We now know from human and animal studies that RV pacing is deleterious to cardiac function, and every effort should be made to minimize it. Strategies to minimize RV pacing include use of longer or dynamic AV delays in pacemakers, mode switch algorithms, and biventricular pacing in selected population. For patients who do require significant amount of pacing, decisions regarding lead placement have to be individualized.

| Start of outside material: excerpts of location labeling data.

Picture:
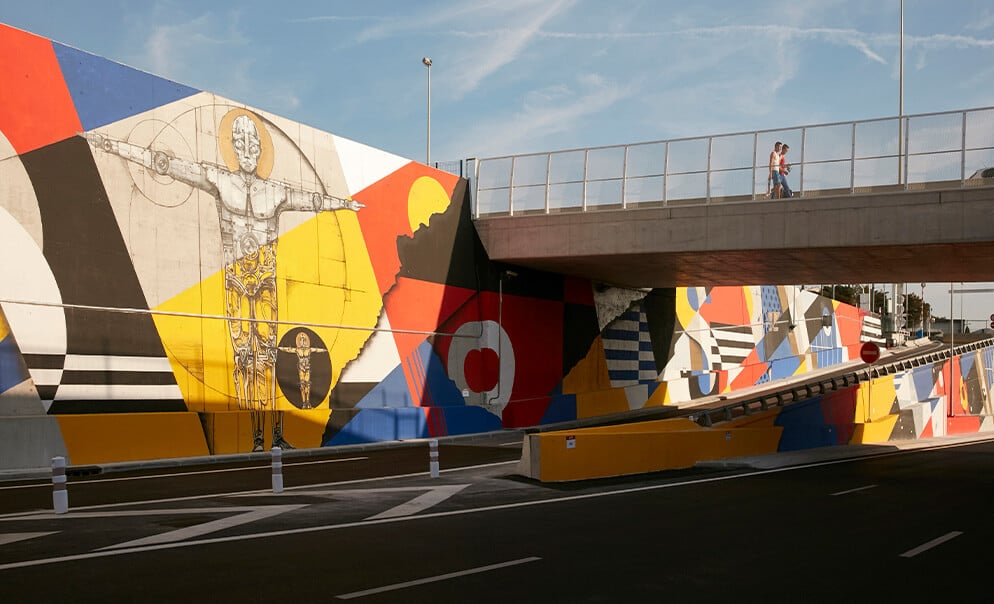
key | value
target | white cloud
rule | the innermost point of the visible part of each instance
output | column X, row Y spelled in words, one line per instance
column 543, row 112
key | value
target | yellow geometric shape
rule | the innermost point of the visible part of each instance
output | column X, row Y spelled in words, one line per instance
column 602, row 402
column 324, row 281
column 591, row 373
column 106, row 438
column 426, row 198
column 877, row 431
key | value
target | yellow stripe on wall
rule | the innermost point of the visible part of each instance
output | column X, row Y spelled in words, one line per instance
column 113, row 437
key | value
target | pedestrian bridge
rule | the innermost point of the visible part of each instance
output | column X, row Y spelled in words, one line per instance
column 887, row 200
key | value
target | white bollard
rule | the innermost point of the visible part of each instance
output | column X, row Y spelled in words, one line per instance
column 277, row 469
column 433, row 457
column 60, row 496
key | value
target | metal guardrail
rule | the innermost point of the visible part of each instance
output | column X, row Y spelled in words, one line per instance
column 951, row 149
column 800, row 392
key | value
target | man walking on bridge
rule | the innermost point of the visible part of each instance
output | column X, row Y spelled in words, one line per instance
column 774, row 178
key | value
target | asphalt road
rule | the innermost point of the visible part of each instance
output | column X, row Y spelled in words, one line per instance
column 906, row 525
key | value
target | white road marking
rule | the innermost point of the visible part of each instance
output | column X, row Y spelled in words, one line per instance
column 911, row 553
column 434, row 496
column 421, row 503
column 15, row 537
column 208, row 527
column 462, row 573
column 857, row 489
column 491, row 508
column 193, row 473
column 74, row 514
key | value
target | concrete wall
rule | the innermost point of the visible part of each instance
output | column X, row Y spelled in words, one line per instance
column 238, row 280
column 937, row 399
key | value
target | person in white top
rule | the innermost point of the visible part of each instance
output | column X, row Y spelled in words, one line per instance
column 774, row 177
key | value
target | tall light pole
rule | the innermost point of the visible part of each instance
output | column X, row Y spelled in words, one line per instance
column 900, row 106
column 427, row 62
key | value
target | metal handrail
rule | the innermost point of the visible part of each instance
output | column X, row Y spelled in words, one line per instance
column 704, row 191
column 706, row 417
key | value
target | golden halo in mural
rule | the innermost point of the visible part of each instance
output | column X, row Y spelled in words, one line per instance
column 265, row 166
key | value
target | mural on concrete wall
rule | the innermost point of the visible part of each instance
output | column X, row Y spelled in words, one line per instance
column 921, row 402
column 180, row 252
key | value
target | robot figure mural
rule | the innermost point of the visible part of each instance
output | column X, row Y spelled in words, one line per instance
column 249, row 205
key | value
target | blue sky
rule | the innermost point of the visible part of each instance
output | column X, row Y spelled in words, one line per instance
column 516, row 76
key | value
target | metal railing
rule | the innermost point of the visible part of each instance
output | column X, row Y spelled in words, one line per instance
column 948, row 149
column 803, row 391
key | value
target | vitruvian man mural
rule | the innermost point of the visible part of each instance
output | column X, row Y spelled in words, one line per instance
column 184, row 274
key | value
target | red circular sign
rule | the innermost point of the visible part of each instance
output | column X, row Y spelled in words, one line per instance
column 869, row 352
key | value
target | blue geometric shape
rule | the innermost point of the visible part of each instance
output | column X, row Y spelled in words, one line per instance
column 804, row 427
column 105, row 92
column 470, row 419
column 376, row 425
column 560, row 409
column 13, row 371
column 921, row 377
column 392, row 392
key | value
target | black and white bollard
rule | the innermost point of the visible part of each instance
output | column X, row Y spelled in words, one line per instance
column 433, row 457
column 277, row 470
column 60, row 496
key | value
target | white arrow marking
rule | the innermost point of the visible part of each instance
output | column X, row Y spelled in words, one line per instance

It seems RV apical pacing is well tolerated for short duration in individuals with normal left ventricular function and structure. Therefore, it might not be unreasonable to do this in an elderly male with normal LV function compared to someone who is anticipated to live several decades and needs significant amount of pacing or someone who has structurally abnormal LV. To conclusively show the difference between non-apical versus RV apical pacing, trial design will have to keep the following factors in consideration: location of the lead in non-apical position guided by anatomy and paced QRS duration, objective assessment of dyssynchrony, underlying left ventricular substrate, and amount of pacing which will be anticipated in these patients. These factors will determine the follow-up period which is necessary to show a significant difference. In conclusion, RV apical pacing is deleterious but the magnitude of this effect varies according to patient-specific factors. Assessment of dyssynchrony using a reproducible and objective method might help us in identifying the population at risk which may benefit from alternate pacing strategies.